Image: Tyton Partners

Image: Tyton Partners

A new paper highlights how innovative education-to-employment programs can accelerate employment prospects for low-income adults. The two-part report by Tyton Partners and  The James Irvine Foundation, "Path to Employment: Maximizing the Impact of Alternative Pathways Programs," examines how Alternative Pathways Programs can prepare participants for validated, in-demand workforce opportunities. 

Alternative Pathways Programs (APPs) are generally non-accredited, employment-oriented education and training initiatives that promise a pathway into the workforce for opportunity youth and adults. According to the report, APPs have three characteristics:

  1. They focus on education and training for specific jobs and careers
  2. They maintain tight relationships with employers and industries to help facilitate job placement for participants
  3. They usually don't offer a degree or certificate

In the first part, the report defines the concept of APPs and explores the rapidly expanding segment of non-traditional programs and how these programs are connecting low-income students to “meaningful entry-level jobs and new career pathways.” 

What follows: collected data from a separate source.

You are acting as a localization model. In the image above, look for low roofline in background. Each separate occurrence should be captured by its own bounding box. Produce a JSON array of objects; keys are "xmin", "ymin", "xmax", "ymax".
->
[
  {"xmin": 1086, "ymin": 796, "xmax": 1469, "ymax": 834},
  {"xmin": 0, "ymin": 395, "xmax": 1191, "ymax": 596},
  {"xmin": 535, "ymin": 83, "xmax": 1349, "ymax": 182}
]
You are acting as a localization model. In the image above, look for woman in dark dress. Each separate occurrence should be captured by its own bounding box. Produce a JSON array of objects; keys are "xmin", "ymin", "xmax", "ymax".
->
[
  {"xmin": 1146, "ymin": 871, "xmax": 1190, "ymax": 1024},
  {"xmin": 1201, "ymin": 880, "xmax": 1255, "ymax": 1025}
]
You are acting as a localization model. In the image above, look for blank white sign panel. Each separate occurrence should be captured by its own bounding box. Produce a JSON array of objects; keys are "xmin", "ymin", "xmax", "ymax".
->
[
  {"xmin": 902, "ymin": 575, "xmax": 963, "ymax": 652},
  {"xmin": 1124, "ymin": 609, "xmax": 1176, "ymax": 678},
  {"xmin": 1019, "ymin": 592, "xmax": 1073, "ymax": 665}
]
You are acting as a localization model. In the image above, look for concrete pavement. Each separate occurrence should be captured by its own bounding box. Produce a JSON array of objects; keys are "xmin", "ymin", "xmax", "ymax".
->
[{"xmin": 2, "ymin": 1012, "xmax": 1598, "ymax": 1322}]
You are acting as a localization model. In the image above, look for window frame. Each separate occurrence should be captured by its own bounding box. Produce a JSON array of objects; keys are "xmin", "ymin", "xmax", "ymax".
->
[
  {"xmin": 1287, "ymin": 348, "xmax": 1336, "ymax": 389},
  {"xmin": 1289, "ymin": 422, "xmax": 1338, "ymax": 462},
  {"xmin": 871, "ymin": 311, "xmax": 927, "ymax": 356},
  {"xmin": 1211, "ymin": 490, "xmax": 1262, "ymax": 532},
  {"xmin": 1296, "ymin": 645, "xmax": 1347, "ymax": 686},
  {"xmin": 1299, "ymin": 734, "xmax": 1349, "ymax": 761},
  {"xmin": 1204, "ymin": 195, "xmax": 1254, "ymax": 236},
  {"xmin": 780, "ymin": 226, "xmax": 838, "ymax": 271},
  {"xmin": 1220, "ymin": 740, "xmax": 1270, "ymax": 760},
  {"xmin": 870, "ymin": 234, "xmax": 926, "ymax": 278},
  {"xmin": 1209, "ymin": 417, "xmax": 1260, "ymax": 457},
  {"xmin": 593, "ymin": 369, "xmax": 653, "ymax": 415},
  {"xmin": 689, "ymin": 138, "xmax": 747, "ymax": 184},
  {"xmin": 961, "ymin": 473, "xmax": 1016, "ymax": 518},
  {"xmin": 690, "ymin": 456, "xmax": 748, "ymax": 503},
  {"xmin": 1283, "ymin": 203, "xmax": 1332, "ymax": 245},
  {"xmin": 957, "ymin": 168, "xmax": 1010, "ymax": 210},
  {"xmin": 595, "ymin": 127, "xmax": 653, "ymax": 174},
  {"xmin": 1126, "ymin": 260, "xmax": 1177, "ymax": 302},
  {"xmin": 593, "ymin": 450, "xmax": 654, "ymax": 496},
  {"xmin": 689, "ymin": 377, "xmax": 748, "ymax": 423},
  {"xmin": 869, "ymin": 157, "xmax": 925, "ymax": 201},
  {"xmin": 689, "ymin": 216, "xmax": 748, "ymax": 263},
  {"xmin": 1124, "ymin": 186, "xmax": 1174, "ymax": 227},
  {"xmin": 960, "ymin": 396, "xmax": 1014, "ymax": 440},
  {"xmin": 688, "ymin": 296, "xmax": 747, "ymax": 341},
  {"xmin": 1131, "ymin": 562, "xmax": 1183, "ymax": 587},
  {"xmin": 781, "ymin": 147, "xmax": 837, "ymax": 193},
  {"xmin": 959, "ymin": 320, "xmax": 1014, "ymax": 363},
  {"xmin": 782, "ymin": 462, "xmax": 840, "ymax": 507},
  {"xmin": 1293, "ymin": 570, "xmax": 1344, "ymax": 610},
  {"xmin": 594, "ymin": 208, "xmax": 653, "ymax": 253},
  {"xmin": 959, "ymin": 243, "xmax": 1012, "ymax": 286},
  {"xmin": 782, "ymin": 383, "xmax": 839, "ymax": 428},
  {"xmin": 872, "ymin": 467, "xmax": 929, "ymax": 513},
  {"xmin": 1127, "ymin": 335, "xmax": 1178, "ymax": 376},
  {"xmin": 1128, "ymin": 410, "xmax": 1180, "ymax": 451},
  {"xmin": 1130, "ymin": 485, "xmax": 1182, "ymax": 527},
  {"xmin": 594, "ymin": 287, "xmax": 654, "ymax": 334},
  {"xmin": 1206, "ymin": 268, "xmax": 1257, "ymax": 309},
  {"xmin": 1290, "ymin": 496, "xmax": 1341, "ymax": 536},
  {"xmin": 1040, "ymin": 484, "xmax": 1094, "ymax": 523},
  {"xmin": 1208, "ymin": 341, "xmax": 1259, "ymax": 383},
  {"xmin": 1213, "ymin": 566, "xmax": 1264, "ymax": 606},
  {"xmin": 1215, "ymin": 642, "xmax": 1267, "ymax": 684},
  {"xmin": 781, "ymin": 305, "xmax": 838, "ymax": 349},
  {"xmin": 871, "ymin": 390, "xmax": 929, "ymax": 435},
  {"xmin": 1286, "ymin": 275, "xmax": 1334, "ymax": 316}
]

Moreover, the first part provides the characteristics of successful APPs by identifying the six “pillars” of APPs:

  1. Enrollment Policies
  2. Participant Support
  3. Labor Market Alignment
  4. Connections
  5. Training Mix
  6. Financial Mode

These pillars provide a blueprint for existing and new APPs to audit their model, infrastructure, and support services to reach more participants and improve outcomes.

The second part of the report takes a closer look at how a group of Alternative Pathway program organizations are driving success through well-designed models. Including the profiles of nine organizations and a broad list of innovative providers in the space.